Wapello County was a Democratic stronghold for decades. Like other parts of Iowa with mid-sized cities that rely on large manufacturing employers, Wapello has trended toward Republicans in recent election cycles. The GOP has held the Iowa Senate seat containing Ottumwa since 2011 and picked up the Iowa House seat covering that city in 2020.

*UPDATE: Sioux City Bandits co-owner Don Belson informed Bleeding Heartland via email on June 16, “the gun was never going to be part of a raffle. Attendees 18 or older could enter their name in a drawing for the possibility to win the gun. The gun was not present at the event and the licensed gun broker would do all necessary background checks and paperwork before the winner could receive the gun at the dealer’s location. The said gun has since been disposed of.”

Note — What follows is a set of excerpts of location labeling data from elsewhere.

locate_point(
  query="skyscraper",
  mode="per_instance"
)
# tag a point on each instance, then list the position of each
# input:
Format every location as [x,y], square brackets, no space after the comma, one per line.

SECOND UPDATE: A reader informed me that State Representative Brooke Boden raffled off an AR-15 for $10 per ticket as part of an October 2021 fundraiser headlined by Governor Kim Reynolds (see here and here). I’m seeking comment from the Reynolds campaign on whether the governor has appeared at other fundraisers with such auctions, and whether she has any more scheduled for this summer or fall.

About the Author(s)

Laura Belin

  • Any gun at all

    I find it alarming that a political party would raffle any type of gun at all. In former times I can imagine a party giving away a flag., so we know this raffle is all about the symbolism of the gun. Once at a county party picnic in the 1980s we gave away a radio. Once my party gave away foldable lawn chairs.

    What is the greater meaning behind this decision? Are they giving up on politics altogether and moving slowly to violence as their method of wielding power? Are they just trying to own the libs by showing their callousness? It’s no wonder the party chair won’t answer your questions. They have no good answer. This is not merely tone deaf. It makes the Wapello Republicans accessories after the fact as they make it seem normal for an average Republican to desire a weapon of war the same way they would desire a new flag.